Letter to the editor: Votes cast by councilmen not in best interest of residents
I was pleased to read in the Jamestown Sun that Jamestown has two city councilmen who are very compassionate individuals. It is too bad that some of that compassion isn’t for consumers and not all for businesses that are unable to compete in the marketplace. It would seem to me that the votes cast by Councilmen Dan Buchanan and Charlie Kourajian not to allow Menards to establish a store in Jamestown were not in the best interest of Jamestown residents.

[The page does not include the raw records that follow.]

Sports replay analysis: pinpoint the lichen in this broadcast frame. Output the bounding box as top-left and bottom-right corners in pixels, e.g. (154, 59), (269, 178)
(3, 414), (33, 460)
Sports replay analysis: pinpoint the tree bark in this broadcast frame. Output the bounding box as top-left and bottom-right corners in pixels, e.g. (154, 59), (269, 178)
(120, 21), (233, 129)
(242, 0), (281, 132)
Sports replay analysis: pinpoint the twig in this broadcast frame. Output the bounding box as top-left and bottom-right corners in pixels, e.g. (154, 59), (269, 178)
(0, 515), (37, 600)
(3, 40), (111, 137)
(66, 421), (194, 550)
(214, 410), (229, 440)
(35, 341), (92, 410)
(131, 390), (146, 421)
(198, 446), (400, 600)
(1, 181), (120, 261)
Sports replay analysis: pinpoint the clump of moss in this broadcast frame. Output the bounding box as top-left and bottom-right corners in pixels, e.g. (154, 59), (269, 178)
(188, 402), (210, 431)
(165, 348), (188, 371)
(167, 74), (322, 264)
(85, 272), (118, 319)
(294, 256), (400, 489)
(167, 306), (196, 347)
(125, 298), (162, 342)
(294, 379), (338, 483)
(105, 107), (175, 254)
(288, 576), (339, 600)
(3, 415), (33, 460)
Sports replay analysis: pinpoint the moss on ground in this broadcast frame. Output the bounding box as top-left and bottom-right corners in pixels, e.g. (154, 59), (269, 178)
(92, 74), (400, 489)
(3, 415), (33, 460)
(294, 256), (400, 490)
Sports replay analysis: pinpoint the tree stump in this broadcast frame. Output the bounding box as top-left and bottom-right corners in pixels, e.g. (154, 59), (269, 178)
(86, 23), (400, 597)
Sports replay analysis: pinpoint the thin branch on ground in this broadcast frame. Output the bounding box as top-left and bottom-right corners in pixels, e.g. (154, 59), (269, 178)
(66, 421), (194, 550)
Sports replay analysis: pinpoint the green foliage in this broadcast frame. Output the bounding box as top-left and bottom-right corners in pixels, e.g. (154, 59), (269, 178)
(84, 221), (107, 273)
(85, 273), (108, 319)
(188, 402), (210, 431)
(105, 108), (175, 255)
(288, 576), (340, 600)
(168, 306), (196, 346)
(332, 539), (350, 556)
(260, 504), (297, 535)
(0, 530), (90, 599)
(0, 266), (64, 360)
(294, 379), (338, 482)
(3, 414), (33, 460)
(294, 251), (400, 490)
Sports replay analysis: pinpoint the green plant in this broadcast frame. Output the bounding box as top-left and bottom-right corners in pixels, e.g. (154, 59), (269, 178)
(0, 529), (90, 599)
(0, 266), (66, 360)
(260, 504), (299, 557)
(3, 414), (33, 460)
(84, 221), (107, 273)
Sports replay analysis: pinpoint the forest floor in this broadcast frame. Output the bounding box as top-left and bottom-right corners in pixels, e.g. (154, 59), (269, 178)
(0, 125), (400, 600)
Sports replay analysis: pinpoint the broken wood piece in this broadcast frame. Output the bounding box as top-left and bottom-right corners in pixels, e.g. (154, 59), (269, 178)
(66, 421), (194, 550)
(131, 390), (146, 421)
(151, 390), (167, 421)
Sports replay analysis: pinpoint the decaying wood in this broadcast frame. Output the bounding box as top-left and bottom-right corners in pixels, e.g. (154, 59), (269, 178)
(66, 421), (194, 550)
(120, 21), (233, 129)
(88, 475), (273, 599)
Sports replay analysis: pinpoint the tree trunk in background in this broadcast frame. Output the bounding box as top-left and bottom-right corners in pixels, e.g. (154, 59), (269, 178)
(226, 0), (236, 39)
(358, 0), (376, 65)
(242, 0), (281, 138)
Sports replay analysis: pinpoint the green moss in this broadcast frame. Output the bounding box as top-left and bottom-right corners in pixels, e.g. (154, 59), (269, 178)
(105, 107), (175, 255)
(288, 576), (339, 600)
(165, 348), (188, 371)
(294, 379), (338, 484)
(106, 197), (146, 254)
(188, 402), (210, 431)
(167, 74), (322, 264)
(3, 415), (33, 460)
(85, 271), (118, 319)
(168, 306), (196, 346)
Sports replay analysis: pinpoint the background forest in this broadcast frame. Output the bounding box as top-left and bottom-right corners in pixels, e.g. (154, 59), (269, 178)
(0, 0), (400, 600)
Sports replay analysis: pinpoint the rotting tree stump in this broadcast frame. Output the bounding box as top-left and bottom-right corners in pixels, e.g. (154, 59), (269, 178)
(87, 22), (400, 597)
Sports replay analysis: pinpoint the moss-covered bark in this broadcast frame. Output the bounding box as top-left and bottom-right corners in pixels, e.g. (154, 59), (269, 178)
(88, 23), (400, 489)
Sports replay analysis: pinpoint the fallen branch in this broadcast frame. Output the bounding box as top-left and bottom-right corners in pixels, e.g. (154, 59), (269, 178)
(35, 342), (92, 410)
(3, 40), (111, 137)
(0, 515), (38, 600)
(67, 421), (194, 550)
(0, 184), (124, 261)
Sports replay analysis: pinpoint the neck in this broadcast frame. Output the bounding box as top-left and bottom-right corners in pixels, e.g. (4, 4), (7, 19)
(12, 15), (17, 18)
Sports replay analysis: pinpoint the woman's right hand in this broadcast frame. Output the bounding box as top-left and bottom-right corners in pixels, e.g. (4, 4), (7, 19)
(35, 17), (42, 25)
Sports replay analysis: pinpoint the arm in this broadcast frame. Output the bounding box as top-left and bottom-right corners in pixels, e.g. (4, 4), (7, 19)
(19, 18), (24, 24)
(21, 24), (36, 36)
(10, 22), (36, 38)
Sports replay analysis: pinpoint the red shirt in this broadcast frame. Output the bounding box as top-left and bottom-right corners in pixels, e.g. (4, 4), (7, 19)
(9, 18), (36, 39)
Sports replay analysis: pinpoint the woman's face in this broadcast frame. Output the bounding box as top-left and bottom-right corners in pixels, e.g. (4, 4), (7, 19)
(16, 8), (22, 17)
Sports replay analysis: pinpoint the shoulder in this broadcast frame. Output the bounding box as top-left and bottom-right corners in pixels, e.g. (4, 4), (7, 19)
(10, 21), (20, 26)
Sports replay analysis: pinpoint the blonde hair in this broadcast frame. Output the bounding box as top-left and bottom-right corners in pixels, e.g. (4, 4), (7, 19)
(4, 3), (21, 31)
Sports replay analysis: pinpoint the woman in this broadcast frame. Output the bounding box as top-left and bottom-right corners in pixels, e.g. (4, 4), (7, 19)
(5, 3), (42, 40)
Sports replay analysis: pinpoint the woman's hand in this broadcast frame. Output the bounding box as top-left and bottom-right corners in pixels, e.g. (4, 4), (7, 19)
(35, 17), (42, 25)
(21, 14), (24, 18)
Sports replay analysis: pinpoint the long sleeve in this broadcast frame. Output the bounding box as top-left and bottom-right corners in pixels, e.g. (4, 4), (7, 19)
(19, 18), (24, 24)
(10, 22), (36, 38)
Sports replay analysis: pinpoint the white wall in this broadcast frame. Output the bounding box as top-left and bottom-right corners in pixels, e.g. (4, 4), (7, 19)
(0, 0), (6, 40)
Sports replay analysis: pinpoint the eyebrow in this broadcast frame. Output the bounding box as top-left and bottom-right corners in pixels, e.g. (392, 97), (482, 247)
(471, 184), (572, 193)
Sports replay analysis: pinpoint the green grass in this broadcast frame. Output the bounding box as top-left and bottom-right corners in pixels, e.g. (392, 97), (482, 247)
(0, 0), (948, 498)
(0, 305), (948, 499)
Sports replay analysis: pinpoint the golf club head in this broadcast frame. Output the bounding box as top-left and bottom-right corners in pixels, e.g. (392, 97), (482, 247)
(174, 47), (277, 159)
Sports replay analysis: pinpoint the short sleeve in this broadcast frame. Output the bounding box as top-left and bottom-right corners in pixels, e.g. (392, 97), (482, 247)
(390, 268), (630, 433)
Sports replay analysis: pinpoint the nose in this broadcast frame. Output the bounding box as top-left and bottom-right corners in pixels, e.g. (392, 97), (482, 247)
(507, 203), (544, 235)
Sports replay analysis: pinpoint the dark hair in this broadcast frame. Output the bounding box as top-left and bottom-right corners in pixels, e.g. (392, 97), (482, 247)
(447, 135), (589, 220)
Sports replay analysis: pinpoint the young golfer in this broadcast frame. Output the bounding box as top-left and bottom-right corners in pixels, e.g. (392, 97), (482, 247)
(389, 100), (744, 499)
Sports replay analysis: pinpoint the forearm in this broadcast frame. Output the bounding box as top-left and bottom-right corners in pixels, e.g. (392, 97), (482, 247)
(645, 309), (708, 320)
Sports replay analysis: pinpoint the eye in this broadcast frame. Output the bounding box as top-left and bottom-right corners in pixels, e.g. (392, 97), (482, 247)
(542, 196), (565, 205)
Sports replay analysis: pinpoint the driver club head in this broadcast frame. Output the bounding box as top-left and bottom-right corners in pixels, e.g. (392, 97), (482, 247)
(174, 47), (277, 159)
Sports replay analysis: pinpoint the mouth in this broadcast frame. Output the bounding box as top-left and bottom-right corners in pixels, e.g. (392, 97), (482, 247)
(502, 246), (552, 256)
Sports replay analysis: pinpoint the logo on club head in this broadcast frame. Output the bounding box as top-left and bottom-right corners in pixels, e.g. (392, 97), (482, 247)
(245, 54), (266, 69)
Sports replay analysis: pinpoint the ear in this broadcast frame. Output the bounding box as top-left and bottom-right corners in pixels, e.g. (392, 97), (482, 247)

I moved back to Jamestown in 2010, bought a home and had to do some remodeling and repairs. I replaced 200 feet of backyard fencing that was in a bad state of repair. Each 6-foot section was priced in Jamestown at $139 per section. I went to Bismarck and purchased the same type of fencing at Menards for $69 for each 6-foot section. My next project was to have my house re-shingled. All of the better-known companies were booked up for several months. I finally was able to get a bid from a Jamestown company that I later found had inflated the measurements and then performed the work in a sub-standard manner. I have had several major projects completed on my home since, and I have encountered too many examples of poor quality work and overpriced vendors.
Our two councilmen may have empathy for local Jamestown businesses, but I think a little healthy competition would be good. Jamestown needs new businesses and growth potential for the future. When I left Jamestown in 1955, it had a population of about 13,000 people. When I returned in 2010, it still had about 13,000 residents. It is as if time had stood still except for the deterioration of the curbs and streets, the large police force and much increased property taxes.
Jamestown is a good, friendly city that would provide a great place to live if some of the antiquated ideas of the past could be put aside, and it be allowed to reach its full potential on both growth and availability for goods and services.